À plus forte raison pour les personnes qui projettent d’acheter un logement neuf ou en VEFA (Vente en l’État Futur d’Achèvement), il devient urgent de s’intéresser à la RE2020, entrée en vigueur cette année dans la construction, mais dont le calendrier d’application s’étale jusqu’en 2030. Vous l’aurez remarqué, on ne parle plus de règlementation thermique pour les bâtiments, mais bien de règlementation environnementale. Et voici pourquoi…

Des ambitions fortes pour l’impact environnemental des bâtiments

Les logements, individuels et collectifs, mais aussi les bâtiments d’enseignement et les bureaux, sont les premiers concernés par la norme RE2020. Elle s’appliquera aux bâtiments tertiaires comme les commerces dans un deuxième temps. L’appellation « règlementation environnementale », qui remplace celle de « règlementation thermique », témoigne de ses ambitions, dans le contexte de la lutte contre le réchauffement climatique et l’objectif de la neutralité carbone de la France d’ici 2050.

La RT2012, en vigueur jusqu’à cette année, visait à améliorer les performances thermiques des bâtiments et à réduire leur consommation énergétique.

La Règlement environnementale 2020 va plus loin. Elle impose notamment des bâtiments à énergie positive grâce à une série d’indicateurs, et ne se limite plus aux bâtiments basse consommation (BBC). En clair, les logements devront produire davantage d’énergie (propre) qu’ils n’en consomment, à travers, par exemple, la production d’énergie solaire ou la captation d’énergie naturelle grâce à l’orientation du bâtiment.

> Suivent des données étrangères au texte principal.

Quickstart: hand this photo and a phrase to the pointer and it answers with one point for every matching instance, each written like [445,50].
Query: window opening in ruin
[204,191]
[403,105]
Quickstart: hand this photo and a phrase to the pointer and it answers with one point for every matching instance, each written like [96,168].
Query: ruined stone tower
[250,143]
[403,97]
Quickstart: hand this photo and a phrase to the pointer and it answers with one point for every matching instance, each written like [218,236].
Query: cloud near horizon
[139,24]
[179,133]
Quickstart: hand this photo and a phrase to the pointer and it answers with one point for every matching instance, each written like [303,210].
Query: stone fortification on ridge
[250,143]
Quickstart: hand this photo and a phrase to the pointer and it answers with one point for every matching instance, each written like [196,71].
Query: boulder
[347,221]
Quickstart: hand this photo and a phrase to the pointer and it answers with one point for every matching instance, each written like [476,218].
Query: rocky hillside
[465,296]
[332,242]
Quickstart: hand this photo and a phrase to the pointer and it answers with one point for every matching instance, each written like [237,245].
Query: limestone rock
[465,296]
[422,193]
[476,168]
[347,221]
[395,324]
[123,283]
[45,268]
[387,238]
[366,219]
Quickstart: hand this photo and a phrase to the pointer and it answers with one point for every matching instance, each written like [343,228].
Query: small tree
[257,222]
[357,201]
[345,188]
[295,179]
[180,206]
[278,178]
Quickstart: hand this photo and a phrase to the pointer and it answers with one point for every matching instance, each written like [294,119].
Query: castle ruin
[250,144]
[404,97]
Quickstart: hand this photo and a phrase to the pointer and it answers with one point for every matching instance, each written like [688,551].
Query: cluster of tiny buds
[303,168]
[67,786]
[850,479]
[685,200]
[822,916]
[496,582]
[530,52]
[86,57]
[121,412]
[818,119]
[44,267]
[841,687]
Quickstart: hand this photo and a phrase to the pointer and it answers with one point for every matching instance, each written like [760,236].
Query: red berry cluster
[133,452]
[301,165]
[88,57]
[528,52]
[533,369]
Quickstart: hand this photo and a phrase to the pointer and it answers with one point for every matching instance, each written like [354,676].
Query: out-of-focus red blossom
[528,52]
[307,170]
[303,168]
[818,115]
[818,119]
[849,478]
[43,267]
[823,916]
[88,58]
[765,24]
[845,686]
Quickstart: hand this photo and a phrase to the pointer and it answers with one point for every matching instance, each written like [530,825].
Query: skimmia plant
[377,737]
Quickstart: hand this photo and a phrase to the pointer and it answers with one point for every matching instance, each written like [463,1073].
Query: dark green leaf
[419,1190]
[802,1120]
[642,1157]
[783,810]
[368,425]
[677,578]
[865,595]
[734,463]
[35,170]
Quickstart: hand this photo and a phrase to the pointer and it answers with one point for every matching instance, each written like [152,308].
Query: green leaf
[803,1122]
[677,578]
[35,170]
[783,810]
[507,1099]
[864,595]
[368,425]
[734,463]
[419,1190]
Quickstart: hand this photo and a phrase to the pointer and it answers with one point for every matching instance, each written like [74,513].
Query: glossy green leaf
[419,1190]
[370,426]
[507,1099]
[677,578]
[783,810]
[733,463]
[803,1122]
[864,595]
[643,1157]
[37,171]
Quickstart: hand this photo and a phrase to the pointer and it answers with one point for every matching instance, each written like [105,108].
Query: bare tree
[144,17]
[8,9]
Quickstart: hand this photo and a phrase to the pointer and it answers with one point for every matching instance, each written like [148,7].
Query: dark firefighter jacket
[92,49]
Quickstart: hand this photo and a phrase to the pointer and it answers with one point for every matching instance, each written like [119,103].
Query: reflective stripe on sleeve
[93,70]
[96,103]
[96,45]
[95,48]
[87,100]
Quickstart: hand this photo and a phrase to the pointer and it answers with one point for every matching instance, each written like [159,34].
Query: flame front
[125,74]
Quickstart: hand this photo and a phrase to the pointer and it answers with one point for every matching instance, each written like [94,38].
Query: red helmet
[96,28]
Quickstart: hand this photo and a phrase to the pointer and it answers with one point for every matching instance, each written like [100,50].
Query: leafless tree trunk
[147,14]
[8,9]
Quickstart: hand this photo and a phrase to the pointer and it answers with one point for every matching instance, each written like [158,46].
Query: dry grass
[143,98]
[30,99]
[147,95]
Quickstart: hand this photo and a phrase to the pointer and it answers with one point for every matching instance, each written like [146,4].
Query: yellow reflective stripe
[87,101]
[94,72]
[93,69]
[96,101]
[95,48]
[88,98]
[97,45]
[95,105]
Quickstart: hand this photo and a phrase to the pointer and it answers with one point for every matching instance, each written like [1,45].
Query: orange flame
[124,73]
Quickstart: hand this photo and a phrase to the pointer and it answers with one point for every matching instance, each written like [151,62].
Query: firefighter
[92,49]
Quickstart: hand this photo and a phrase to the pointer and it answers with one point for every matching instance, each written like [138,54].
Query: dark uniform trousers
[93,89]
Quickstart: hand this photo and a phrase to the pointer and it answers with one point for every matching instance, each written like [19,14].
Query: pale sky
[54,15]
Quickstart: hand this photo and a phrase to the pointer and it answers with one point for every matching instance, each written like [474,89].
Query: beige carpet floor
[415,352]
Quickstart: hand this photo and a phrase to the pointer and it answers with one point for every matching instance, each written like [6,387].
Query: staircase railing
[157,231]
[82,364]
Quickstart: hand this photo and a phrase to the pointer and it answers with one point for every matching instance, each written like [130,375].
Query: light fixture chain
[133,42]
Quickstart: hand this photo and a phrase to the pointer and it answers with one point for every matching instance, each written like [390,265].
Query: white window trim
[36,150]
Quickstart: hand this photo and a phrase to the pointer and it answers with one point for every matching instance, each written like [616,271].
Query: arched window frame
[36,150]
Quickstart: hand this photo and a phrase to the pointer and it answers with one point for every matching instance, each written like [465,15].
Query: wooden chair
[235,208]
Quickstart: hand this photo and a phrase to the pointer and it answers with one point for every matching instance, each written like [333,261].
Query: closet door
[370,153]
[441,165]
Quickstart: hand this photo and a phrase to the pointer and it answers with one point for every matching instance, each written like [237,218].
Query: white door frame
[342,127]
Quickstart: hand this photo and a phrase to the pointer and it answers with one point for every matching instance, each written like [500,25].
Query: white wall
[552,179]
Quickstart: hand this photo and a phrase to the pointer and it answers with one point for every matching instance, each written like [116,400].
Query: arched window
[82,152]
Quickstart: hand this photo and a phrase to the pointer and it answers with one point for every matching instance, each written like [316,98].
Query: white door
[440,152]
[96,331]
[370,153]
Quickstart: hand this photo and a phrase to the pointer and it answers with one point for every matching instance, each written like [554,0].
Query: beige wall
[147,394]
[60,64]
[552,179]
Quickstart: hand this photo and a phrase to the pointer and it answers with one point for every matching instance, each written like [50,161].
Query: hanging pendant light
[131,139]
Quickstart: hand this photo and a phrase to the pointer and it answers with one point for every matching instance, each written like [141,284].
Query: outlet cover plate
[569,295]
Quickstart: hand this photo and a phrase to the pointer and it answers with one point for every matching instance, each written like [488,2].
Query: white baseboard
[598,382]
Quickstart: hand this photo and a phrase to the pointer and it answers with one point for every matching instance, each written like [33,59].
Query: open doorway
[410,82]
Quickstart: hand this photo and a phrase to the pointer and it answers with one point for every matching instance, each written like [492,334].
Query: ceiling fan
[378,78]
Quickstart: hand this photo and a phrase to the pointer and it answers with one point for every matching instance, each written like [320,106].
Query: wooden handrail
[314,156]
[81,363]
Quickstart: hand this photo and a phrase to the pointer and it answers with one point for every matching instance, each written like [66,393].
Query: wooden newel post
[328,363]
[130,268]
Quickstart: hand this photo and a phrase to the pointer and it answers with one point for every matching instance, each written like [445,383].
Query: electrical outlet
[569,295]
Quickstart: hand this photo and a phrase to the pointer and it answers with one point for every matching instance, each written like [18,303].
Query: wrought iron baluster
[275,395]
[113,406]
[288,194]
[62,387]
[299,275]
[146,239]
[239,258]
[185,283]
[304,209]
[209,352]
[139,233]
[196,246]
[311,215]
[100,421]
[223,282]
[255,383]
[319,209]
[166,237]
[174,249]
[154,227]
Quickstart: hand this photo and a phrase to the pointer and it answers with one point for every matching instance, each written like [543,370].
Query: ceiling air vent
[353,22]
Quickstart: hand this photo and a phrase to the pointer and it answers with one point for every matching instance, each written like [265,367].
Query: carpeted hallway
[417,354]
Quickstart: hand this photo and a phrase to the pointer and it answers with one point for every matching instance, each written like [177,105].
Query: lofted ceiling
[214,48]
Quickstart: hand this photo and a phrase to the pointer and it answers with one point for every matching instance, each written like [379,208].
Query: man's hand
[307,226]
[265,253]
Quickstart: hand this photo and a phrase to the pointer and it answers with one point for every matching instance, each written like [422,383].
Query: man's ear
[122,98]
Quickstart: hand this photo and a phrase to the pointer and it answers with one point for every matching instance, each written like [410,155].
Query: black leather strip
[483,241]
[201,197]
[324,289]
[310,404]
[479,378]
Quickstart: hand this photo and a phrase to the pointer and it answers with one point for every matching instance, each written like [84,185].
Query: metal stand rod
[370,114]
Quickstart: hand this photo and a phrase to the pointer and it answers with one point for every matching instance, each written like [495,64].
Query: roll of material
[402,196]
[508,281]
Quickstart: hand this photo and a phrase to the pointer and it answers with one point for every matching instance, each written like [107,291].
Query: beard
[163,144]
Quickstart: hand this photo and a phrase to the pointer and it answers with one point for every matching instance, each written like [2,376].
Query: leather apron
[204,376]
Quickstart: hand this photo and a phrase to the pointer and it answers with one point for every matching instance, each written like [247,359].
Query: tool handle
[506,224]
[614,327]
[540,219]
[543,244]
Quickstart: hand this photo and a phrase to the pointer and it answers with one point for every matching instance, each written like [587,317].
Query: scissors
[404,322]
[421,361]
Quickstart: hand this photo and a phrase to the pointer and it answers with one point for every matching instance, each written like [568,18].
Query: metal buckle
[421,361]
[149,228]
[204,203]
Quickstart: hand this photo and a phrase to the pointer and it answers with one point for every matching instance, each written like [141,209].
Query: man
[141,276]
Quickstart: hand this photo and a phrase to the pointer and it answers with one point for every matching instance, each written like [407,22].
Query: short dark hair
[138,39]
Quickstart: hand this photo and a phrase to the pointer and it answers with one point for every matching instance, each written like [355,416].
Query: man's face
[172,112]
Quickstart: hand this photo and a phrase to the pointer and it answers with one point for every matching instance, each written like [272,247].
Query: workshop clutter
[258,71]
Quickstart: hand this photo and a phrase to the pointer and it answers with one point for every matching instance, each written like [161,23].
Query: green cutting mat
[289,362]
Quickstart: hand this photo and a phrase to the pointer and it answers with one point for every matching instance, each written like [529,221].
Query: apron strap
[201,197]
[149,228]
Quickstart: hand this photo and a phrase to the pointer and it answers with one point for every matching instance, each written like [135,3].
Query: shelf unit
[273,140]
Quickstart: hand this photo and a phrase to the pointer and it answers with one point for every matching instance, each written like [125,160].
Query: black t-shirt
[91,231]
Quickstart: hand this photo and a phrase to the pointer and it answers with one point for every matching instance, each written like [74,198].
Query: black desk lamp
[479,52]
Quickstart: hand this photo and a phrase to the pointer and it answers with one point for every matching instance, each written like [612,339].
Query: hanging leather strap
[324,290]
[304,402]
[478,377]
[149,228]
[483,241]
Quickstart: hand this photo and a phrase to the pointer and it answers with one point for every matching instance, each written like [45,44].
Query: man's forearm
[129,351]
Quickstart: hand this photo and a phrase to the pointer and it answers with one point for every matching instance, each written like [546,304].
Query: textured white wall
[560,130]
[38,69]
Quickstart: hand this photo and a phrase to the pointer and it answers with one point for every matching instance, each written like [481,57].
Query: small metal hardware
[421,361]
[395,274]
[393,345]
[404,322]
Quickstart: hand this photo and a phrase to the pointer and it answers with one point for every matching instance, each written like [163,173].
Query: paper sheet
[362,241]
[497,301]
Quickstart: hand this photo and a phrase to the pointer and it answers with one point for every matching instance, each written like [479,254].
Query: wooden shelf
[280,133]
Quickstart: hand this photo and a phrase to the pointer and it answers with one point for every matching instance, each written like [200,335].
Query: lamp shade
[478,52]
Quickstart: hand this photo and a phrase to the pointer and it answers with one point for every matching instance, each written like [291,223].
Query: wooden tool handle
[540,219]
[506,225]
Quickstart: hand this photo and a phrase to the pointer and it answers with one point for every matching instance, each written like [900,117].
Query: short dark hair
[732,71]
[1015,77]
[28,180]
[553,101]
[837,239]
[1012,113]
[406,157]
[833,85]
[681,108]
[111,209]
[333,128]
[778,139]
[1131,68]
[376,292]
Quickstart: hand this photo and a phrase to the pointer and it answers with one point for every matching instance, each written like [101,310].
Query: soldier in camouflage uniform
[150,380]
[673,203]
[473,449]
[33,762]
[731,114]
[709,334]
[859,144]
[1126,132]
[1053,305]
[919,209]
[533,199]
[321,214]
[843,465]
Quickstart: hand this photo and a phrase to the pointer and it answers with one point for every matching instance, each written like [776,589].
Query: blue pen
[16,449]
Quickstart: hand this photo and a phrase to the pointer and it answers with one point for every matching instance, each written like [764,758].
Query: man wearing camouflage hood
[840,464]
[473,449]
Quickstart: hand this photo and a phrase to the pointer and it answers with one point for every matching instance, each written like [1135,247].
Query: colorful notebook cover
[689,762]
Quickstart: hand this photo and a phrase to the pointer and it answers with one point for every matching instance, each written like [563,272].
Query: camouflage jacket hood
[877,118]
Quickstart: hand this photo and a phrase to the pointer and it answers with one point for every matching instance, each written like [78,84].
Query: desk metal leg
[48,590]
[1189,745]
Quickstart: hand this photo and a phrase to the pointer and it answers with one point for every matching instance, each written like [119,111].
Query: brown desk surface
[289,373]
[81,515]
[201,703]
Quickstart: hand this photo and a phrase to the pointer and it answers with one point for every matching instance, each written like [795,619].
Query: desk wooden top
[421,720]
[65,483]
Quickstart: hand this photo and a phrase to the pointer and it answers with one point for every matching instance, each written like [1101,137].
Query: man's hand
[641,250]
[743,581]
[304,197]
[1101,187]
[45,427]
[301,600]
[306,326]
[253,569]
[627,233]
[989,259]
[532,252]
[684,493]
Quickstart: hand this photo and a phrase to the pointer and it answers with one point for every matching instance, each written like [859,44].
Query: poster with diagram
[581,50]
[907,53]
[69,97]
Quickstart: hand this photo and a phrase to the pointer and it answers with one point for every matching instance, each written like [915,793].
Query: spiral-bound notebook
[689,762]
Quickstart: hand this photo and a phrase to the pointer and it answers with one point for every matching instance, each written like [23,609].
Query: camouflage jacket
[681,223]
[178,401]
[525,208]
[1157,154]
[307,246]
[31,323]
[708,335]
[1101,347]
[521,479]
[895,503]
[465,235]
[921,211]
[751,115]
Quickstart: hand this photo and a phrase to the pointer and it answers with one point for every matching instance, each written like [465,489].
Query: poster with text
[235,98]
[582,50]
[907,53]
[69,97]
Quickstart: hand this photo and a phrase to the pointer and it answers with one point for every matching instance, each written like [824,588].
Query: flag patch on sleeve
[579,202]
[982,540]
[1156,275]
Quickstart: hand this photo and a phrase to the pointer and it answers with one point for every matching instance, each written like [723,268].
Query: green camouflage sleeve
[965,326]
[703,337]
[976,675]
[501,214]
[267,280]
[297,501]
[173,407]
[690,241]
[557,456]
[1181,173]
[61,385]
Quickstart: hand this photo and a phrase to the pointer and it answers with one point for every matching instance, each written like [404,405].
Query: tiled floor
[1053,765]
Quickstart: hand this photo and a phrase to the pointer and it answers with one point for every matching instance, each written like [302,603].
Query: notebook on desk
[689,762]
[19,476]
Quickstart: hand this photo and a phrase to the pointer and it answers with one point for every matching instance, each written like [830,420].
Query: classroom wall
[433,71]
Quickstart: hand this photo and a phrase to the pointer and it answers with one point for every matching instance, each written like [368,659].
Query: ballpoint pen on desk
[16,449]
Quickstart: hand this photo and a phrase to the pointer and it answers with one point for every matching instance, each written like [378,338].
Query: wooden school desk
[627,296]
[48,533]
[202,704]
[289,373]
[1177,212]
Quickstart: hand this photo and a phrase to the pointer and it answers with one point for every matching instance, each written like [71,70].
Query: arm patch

Quel impact énergétique pour les nouveaux bâtiments ?

Les constructions neuves de maisons individuelles sont déjà concernées depuis le début de l’année, les logements collectifs en construction leur emboîtent le pas. Les seuils d’émission de gaz à effet de serre sont fixés à 4 kg CO² eq/m²/an pour les premières, 14 kg CO² eq/m²/an pour les immeubles (il devrait descendre progressivement).

La performance énergétique se mesure avec les consommations d’énergie, dont le périmètre est élargi. Ainsi, pour les immeubles collectifs, la consommation d’électricité nécessaire aux déplacements des résidents dans le bâtiment et celle des parties communes et des parkings est prise en compte, en plus des 5 critères déjà contenus dans la RT2012 : chauffage, refroidissement, eau chaude sanitaire, éclairage, ventilation.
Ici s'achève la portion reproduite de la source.